Source code for JBrowse 2, a modern React-based genome browser
https://jbrowse.org/jb2
Apache License 2.0
199 stars 61 forks source link

Enhancing JBrowse 2's Linear Synteny View with CIGAR-based Grid Lines for Aligned Regions #4300

Open lybCNU opened 4 months ago

lybCNU commented 4 months ago

Is your feature request related to a problem? Please describe. I've encountered a problem when using JBrowse 2's linear synteny view to observe synteny results generated by minimap2. The issue arises when dealing with long syntenic regions, as it becomes challenging to maintain detail and orientation when focusing on specific genes. This makes it difficult to accurately align and compare specific regions across different genomes, especially when looking for minor structural variations or similarities between them.

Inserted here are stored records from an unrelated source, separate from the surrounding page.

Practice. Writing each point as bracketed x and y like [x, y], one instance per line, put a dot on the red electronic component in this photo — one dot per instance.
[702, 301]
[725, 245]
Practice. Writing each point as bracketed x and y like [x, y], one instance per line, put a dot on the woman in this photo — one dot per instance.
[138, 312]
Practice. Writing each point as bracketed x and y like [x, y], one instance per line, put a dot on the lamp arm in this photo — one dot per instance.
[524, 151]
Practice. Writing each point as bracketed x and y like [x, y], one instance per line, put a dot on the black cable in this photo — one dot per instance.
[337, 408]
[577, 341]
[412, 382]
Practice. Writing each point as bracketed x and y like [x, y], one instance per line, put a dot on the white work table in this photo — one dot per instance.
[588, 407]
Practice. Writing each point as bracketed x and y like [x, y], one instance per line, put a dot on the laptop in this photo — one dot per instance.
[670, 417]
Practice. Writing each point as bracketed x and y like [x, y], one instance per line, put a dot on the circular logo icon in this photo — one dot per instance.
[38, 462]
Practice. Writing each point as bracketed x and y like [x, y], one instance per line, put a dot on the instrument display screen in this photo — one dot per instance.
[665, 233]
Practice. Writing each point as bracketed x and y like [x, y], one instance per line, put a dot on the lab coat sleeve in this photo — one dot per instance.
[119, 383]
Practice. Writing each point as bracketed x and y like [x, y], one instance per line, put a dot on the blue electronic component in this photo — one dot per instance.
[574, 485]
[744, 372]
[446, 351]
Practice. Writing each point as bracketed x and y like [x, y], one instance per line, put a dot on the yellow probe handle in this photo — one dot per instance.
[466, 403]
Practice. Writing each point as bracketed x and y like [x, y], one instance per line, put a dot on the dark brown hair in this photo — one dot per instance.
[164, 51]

Describe the solution you'd like I would like JBrowse 2 to introduce a feature similar to the "grid lines for aligned regions" found in the traditional GBrowse_syn for its linear synteny view. Specifically, I wish for the linear synteny view to be able to read the CIGAR information from PAF files generated by minimap2 and use this to generate grid lines for aligned regions. This enhancement would allow users to clearly see the boundaries of each aligned region, facilitating easy focus on specific genes or areas even within extensive syntenic regions.

Describe alternatives you've considered Aside from directly supporting CIGAR information in the linear synteny view, I've also considered the possibility of preprocessing the PAF file with external tools to mark the boundaries of aligned regions before importing it into JBrowse. However, this approach is indirect and adds complexity for the user. Implementing this feature directly within JBrowse would be more convenient and intuitive for users.

Additional context Minimap2 is a widely used sequence alignment tool, and its output PAF files contain valuable alignment information, including CIGAR strings. The CIGAR information is crucial for understanding the alignment relationships between sequences, helping researchers accurately identify insertions, deletions, and substitutions between sequences. To facilitate the parsing of CIGAR strings within JBrowse 2, I suggest considering the use of the Bio::Cigar Perl module, which is designed to assist in CIGAR string analysis. This could potentially streamline the development of the proposed feature by leveraging existing libraries designed for sequence analysis. Enhancing JBrowse 2's linear synteny view with this capability would significantly increase its utility for genomic alignment analysis.

cmdcolin commented 4 months ago

JBrowse 2 does actually support CIGAR strings. if you generate a PAF file with "minimap2 -c" then it will include the CIGAR string, and jbrowse 2 will render the insertions and deletions

example

image

share link https://jbrowse.org/code/jb2/main/?config=test_data%2Fyeast_synteny%2Fconfig.json&session=share-COunWGvXpG&password=fpdn9

there are still challenges though. for example

lybCNU commented 4 months ago

Thank you very much for your detailed and informative response. I'm pleased to learn that JBrowse 2 already supports the rendering of insertions and deletions from PAF files generated with minimap2 using the "-c" option. The reference lines for these insertions and deletions indeed serve a similar purpose to the 'accessory grid functions', providing significant help in understanding the nuances of alignments. This functionality is a great step forward, and I look forward to any further enhancements in this area.